The paleo-coastlines of the Cretaceous Interior Seaway in the Denver Basin area can be reconstructed by mapping the beach and shoreface deposits of the Maastrichtian Fox Hills Sandstone using subsurface data and outcrops. The Fox Hills Sandstone is considered to be a regressive package of sandstone beds deposited during the retreat of the Interior Seaway in a typical off lapping or shingling pattern, however episodic landward stepping events can be identified as well. Subsurface information from a dataset of over 1350 geophysical well logs that penetrate the Fox Hills Sandstone and from outcrops along the basin edge between Colorado Springs and the Wyoming border were used to set up a stratigraphic framework. Twelve linear beach ridges are identified, with a maximum mapped strike length of over 250 kilometers. The beach and upper shoreface ridges average approximately 8-10 kilometers in width. The beach ridges step up and are progressively younger in an eastward direction, spanning about 100 m of overall stratigraphic section.
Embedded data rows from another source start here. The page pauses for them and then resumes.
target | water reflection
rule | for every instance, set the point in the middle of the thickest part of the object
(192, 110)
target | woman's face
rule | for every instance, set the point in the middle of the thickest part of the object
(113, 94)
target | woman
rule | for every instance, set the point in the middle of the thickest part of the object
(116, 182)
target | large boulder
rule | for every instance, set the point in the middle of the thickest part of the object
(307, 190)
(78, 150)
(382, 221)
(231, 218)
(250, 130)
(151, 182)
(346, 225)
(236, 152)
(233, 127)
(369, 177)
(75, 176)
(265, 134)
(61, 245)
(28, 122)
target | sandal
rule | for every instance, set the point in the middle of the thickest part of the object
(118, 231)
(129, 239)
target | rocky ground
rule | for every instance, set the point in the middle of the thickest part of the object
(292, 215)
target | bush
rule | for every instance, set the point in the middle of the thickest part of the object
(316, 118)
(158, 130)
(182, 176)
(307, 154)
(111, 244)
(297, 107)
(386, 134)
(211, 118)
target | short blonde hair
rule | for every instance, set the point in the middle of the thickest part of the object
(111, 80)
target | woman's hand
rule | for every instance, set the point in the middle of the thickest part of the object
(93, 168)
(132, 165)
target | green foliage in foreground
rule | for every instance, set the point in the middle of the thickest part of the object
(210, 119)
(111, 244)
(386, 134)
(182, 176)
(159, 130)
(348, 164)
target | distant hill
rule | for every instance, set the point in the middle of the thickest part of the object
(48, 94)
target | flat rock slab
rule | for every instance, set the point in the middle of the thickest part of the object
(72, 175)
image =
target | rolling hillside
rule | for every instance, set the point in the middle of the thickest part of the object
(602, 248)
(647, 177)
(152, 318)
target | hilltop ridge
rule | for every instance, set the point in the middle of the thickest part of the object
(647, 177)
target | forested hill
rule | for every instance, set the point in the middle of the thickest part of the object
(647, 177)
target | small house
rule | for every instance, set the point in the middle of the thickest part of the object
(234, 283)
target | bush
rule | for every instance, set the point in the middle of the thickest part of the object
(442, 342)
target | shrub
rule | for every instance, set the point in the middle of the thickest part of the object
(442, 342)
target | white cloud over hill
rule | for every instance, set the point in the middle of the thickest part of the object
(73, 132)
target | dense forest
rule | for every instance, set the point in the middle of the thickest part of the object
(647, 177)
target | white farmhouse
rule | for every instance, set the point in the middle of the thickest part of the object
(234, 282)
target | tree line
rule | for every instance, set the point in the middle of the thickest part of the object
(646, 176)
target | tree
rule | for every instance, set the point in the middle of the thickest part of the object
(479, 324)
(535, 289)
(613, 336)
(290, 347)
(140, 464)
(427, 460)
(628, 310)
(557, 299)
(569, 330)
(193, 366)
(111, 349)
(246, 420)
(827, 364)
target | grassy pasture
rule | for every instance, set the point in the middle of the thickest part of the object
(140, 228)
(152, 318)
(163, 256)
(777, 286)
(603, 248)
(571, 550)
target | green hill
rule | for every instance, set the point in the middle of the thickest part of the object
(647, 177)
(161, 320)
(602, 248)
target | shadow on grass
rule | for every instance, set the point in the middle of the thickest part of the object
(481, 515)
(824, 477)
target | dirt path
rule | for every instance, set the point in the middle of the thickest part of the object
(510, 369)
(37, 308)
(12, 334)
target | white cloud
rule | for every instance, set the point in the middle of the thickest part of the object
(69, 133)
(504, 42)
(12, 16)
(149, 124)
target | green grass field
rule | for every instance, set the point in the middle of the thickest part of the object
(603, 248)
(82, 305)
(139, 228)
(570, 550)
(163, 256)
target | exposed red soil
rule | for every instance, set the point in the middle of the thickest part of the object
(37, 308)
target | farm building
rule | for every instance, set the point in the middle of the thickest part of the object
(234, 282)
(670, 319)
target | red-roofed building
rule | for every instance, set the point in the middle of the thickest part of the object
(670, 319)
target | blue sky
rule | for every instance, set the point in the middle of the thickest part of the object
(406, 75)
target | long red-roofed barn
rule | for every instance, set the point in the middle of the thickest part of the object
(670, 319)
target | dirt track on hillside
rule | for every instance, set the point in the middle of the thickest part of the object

In part as a result of this stepping up pattern, isopach maps of the overlying Laramie Formation show a systematic thinning to the east from a maximum of about 200 meters in the west to less than 60 meters to the east. Coastlines were generally linear with occasional embayments. Landward stepping units appear in the western and deepest parts of the Denver Basin, suggesting early subsidence and increased accommodation probably due to the onset of the Laramide Orogeny. In these cases, Laramie Formation facies (including coal beds) occur within the package of shoreface sandstone beds typically ascribed to the Fox Hills Sandstone by field mappers. Changes in the stacking pattern of the Fox Hills Sandstone are systematic and well defined. These patterns control the net thickness of sandstone at any given locality and our mapping has been useful to water resource planners who consider the potential of the Fox Hills Sandstone as a bedrock aquifer in the Denver Basin.